Security quotes of the week

The "cybersecurity" industry has become an increasingly bloated "money machine" for firms wishing to cash in on cyber fears of every stripe, from realistic to ridiculous. And even more alarmingly, it has become an excuse for potential government intrusions into Internet operations on a scope never before imagined.

There are warning signs galore. While we can all agree that SCADA systems that operate industrial control and other infrastructure environments are in need of serious security upgrades -- most really never should have been connected to the public Internet in the first place -- "war game" scenarios now being promulgated to garner political support (and the really big bucks!) for "cyber protection" have become de rigueur for agencies and others hell bent for a ride on the cybersecurity gravy train.

By the time of my arrival, the agency was focused almost entirely on finding prohibited items. Constant positive reinforcement on finding items like lighters had turned our checkpoint operations into an Easter-egg hunt. When we ran a test, putting dummy bomb components near lighters in bags at checkpoints, officers caught the lighters, not the bomb parts.
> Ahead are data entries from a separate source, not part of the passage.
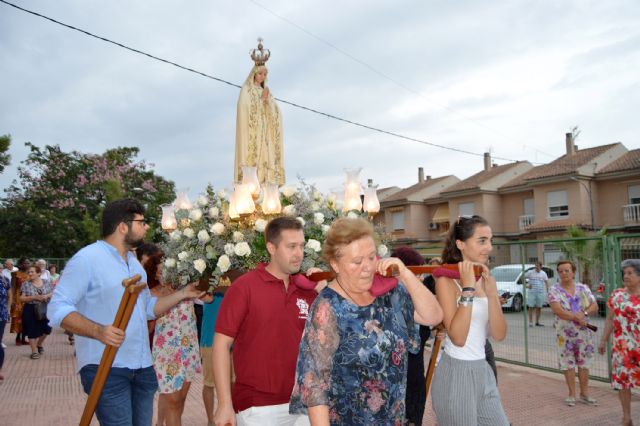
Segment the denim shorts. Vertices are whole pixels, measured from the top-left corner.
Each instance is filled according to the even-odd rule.
[[[544,293],[540,291],[530,291],[527,293],[527,305],[530,308],[542,308],[544,304]]]
[[[80,381],[89,394],[98,366],[80,369]],[[153,367],[132,370],[111,368],[96,407],[101,426],[150,426],[158,380]]]

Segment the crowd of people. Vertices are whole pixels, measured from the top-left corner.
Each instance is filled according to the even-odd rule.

This is the fundamental political problem of airport security: it's in nobody's self-interest to take a stand for what might appear to be reduced security. Imagine that the TSA management announces a new rule that box cutters are now okay, and that they respond to critics by explaining that the current risks to airplanes don't warrant prohibiting them. Even if they're right, they're open to attacks from political opponents that they're not taking terrorism seriously enough. And if they're wrong, their careers are over.